Alfred De Musset (1810-1857) Scène VII.

Une rue au bord de la mer. - Rafael descend le long d'un treillis; Annibal passe
dans le fond.
Rafael
Peste soit des barreaux! Hé, rendez-moi ma veste,
Mon camarade! Où donc vous sauvez-vous si preste?
Eh bien! et vos amours, - que font-ils?
L'Abbé
Le voilà!
Rafael
On me poursuit, mon cher. - Je vous dirai cela;
Mais rendez-moi l'habit.
L'Abbé
On crie. - On vous appelle!
Têtebleu! qu'est-ce donc?
Rafael
Bon! une bagatelle.
Je crois que j'ai tué quelqu'un là-bas.
L'Abbé
Vraiment!
Rafael
Je vous dirai cela; mais l'habit seulement.
L'Abbé
L'habit? non de par Dieu! Je ne veux pas du vôtre.
Les sergents me prendraient pour vous.
Rafael
Le bon apôtre!
(Plusieurs gens traversent le théâtre.)
Attendez. - Donnez-moi ce manteau. - Bon. - Je vais
Dire à ces gredins-là deux petits mots.
L'Abbé
Jamais
Je n'oserai tuer cet homme. (Il s'assoit sur une pierre.)
Le sergent
Holà! je cherche
Le seigneur Rafael.
Rafael
A moins qu'il ne se perche
Sur quelque cheminée en manière d'oiseau,
Qu'il n'entre dans la terre, ou qu'il ne saute à l'eau;
Vous l'aurez à coup sûr. Le connaissez-vous?
Le sergent
Certe,
J'ai son signalement. - C'est une plume verte
Avec des bas orange.
Rafael
En vérité! - Parbleu!
Vous n'aurez point de peine, et vous jouez beau jeu.
Combien vous donne-t-on?
Le sergent
Hai...
Rafael
Trouvez-vous qu'en somme
Votre prévôt vous ait assez payé votre homme?
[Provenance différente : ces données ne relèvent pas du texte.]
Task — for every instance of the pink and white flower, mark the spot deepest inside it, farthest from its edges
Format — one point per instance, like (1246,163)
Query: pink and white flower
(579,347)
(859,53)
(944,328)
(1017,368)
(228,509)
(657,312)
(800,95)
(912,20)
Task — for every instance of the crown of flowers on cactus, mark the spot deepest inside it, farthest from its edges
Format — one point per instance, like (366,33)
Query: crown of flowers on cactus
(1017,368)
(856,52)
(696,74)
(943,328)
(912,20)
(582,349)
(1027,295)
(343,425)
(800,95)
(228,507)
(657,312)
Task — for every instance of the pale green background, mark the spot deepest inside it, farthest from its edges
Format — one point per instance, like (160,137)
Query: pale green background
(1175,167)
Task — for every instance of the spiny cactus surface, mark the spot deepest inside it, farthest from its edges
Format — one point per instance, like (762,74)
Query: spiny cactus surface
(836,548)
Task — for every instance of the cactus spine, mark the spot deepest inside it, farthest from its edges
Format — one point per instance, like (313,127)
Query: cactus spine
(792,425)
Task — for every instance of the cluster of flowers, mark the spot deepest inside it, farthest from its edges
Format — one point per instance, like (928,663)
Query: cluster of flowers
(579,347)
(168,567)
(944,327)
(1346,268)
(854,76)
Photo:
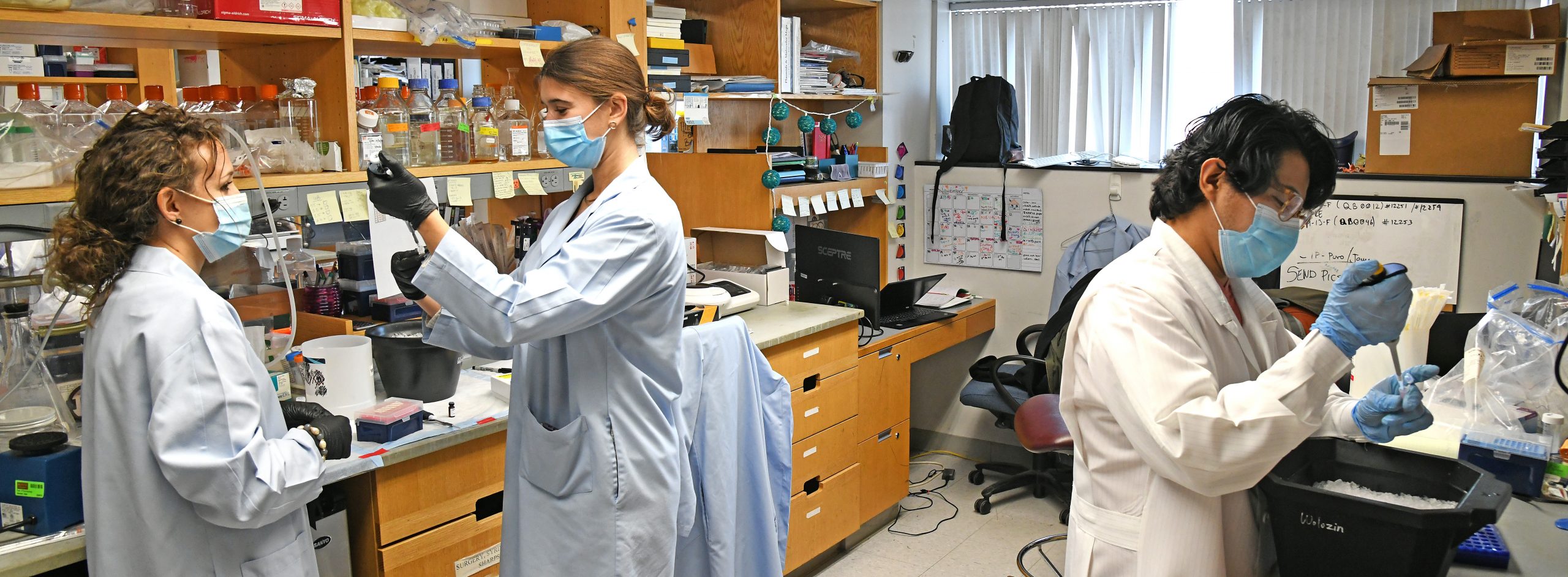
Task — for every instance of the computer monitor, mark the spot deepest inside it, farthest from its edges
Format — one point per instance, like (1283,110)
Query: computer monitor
(839,269)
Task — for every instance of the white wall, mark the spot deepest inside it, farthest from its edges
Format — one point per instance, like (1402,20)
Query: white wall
(1501,236)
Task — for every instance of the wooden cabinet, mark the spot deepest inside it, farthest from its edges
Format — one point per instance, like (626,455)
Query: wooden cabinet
(885,469)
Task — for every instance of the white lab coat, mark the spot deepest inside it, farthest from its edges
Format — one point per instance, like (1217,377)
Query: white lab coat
(592,320)
(187,466)
(1177,410)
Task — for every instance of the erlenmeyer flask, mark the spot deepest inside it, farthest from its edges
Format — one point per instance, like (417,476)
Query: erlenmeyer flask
(29,401)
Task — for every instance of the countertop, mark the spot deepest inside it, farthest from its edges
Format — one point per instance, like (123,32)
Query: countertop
(772,325)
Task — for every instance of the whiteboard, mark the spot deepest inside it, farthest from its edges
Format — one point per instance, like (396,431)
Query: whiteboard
(1418,233)
(970,228)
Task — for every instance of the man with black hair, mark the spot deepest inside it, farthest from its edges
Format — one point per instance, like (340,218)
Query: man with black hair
(1180,383)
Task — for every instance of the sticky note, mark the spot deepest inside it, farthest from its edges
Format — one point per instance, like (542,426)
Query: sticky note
(629,41)
(530,54)
(530,184)
(458,194)
(356,205)
(500,183)
(323,208)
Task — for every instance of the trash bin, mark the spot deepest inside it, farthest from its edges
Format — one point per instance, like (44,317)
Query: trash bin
(1321,532)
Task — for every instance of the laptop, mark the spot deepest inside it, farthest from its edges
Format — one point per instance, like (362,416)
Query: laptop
(897,303)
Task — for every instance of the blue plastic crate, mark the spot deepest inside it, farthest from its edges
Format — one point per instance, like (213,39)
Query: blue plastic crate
(1484,549)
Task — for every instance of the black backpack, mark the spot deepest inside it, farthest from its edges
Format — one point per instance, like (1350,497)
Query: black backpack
(984,127)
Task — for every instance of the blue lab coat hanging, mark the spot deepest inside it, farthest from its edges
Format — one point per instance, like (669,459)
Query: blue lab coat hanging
(592,320)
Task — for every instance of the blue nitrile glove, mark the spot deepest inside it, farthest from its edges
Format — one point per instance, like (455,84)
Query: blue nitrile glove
(1384,413)
(1359,315)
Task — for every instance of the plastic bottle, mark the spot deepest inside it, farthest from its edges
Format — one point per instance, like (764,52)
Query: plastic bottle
(486,134)
(424,129)
(393,119)
(154,94)
(454,118)
(264,112)
(116,107)
(514,138)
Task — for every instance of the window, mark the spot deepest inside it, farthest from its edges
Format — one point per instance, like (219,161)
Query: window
(1126,77)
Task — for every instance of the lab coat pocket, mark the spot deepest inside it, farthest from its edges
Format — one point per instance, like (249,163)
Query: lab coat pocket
(294,560)
(560,461)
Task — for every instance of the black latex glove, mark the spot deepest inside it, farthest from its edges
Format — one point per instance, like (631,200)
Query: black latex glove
(337,435)
(397,194)
(404,269)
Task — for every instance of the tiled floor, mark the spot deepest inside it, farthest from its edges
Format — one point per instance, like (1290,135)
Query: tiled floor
(968,546)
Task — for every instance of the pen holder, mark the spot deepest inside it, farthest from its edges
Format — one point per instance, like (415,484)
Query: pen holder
(323,301)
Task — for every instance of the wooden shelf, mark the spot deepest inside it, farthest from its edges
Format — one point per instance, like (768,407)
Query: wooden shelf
(821,5)
(66,80)
(391,43)
(148,32)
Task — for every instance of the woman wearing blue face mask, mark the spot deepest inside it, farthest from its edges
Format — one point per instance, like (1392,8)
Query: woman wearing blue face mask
(592,320)
(1180,383)
(190,466)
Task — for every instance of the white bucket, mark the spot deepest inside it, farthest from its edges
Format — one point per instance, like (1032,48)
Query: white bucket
(337,374)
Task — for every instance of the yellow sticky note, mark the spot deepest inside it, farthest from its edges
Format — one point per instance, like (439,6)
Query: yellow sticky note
(629,41)
(530,54)
(530,184)
(500,183)
(323,208)
(458,194)
(356,205)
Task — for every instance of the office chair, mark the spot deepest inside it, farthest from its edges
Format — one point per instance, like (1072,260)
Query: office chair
(1014,382)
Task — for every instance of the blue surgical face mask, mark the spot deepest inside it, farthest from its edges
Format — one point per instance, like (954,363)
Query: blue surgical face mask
(1261,248)
(568,141)
(234,225)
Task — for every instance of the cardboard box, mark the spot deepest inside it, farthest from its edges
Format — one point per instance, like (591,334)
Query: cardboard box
(1491,43)
(747,248)
(314,13)
(1451,127)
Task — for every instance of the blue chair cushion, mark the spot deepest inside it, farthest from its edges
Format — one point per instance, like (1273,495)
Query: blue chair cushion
(984,396)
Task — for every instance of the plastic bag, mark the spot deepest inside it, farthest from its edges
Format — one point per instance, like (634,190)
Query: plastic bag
(433,19)
(570,32)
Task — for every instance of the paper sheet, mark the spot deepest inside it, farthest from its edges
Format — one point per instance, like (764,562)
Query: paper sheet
(458,194)
(323,208)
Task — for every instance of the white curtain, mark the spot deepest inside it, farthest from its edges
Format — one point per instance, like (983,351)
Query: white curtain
(1087,79)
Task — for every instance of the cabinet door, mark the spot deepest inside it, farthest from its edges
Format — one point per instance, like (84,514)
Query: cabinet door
(885,390)
(885,479)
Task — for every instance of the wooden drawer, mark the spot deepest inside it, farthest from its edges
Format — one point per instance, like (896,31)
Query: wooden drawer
(824,455)
(825,353)
(885,469)
(819,521)
(415,496)
(825,404)
(436,552)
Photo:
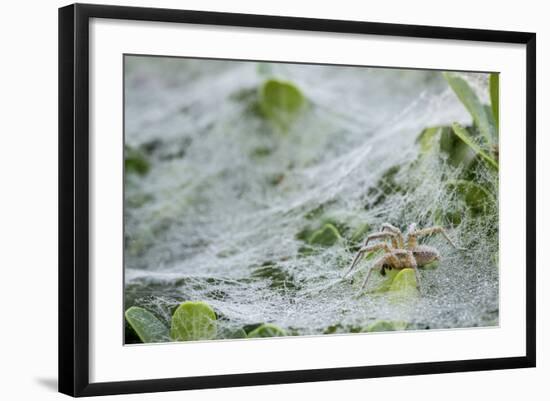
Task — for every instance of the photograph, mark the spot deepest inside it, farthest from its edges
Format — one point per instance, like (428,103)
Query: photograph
(273,199)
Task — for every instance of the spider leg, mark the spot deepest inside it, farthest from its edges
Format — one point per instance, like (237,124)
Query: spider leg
(413,236)
(362,252)
(414,265)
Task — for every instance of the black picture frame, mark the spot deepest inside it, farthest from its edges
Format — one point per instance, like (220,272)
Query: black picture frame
(74,198)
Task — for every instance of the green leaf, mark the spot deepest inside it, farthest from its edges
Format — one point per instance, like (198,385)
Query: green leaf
(135,161)
(148,328)
(494,87)
(326,236)
(280,102)
(482,120)
(267,330)
(426,139)
(463,134)
(404,287)
(193,321)
(386,325)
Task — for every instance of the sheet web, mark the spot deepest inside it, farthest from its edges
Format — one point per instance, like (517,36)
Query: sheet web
(218,217)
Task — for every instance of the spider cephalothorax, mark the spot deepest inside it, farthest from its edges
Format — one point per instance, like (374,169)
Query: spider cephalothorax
(401,254)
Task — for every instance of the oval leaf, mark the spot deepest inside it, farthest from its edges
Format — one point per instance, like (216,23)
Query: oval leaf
(463,134)
(483,121)
(281,102)
(404,287)
(148,328)
(494,88)
(193,321)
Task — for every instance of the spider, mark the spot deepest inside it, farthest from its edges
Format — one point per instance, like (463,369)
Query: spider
(400,255)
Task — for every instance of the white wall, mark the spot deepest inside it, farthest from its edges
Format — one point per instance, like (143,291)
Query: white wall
(28,200)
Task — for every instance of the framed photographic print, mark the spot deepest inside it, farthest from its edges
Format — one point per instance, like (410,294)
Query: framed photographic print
(250,199)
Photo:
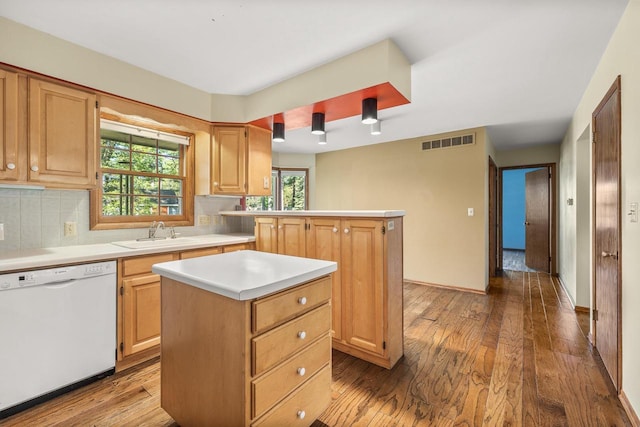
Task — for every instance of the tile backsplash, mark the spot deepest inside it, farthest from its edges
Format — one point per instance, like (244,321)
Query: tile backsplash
(36,218)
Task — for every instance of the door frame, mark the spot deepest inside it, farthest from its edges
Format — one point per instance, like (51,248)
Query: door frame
(615,87)
(552,212)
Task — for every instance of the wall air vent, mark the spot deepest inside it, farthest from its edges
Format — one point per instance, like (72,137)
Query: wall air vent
(454,141)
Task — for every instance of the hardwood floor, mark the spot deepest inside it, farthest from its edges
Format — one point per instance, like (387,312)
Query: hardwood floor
(516,356)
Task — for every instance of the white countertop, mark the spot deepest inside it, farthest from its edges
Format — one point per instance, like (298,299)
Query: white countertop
(361,213)
(45,257)
(245,275)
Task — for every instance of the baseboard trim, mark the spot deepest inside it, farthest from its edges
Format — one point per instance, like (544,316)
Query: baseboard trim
(452,288)
(633,416)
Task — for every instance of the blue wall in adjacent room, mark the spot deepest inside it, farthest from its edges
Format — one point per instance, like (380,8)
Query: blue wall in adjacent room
(513,208)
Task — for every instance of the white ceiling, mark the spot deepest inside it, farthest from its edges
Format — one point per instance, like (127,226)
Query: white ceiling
(517,67)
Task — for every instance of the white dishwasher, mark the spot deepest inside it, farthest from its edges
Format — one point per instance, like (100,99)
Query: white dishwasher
(57,332)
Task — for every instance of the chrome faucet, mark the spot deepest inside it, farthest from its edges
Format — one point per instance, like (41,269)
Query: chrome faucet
(154,227)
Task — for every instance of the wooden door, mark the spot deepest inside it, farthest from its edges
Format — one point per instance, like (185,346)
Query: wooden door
(62,135)
(8,126)
(537,254)
(493,219)
(258,162)
(291,236)
(266,234)
(362,245)
(230,160)
(141,320)
(607,248)
(323,242)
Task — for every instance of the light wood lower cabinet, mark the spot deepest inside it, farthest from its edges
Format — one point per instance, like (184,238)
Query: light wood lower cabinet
(367,287)
(138,328)
(270,365)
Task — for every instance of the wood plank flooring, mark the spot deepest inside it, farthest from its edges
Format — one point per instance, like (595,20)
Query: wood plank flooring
(516,357)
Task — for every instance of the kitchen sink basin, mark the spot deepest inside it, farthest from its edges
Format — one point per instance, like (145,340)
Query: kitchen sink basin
(152,243)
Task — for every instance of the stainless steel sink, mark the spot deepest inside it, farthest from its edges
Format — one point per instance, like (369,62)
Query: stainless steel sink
(152,242)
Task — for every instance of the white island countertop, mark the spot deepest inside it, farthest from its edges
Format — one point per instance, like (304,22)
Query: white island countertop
(332,213)
(245,275)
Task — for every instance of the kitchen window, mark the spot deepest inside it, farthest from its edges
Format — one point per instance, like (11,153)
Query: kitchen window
(143,176)
(289,191)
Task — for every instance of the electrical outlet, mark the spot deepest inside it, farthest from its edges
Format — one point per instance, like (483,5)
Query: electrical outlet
(70,229)
(204,220)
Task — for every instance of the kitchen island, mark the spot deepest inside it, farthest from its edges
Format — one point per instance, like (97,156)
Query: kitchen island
(245,339)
Le bon sire est-il doux ou dur sur les écus?
Le sergent
Mais, il n'en mourrait pas pour donner un peu plus.
Mais je n'y pense pas. - Le ventre à la besogne,
Et non le dos. - Mieux vaut la hart que la vergogne,
Et puis, l'homme pendu, nous avons le pourpoint.
Rafael
Sans compter les revers, s'il met l'épée au poing.
Le sergent
J'ai de bons pistolets.
Rafael
Voyons. - Et puis?
Le sergent
Ma canne
De sergent.
Rafael
Bon. - Et puis?
Le sergent
Ce poignard de Toscane.
Rafael
Très excellent. - Et puis?
Le sergent
J'ai cette épée.
Rafael.
Et puis?
Le sergent
Et puis! je n'ai plus rien.
Rafael, le rossant.
Tiens, voilà pour tes cris,
Et pour tes pistolets.
Le sergent
Aïe! aïe!
Rafael
Et pour ta canne,
Et pour ton fin poignard en acier de Toscane.
Le sergent
Aïe! aïe! je suis mort!
Rafael
Le seigneur Garuci
Est sans doute au logis. - On y va par ici.
(Il le chasse.)
C'est du don Juan, ceci. (Revenant.)
Que dis-tu du bonhomme,
Sauvons-nous maintenant. - Moi, je retourne à Rome.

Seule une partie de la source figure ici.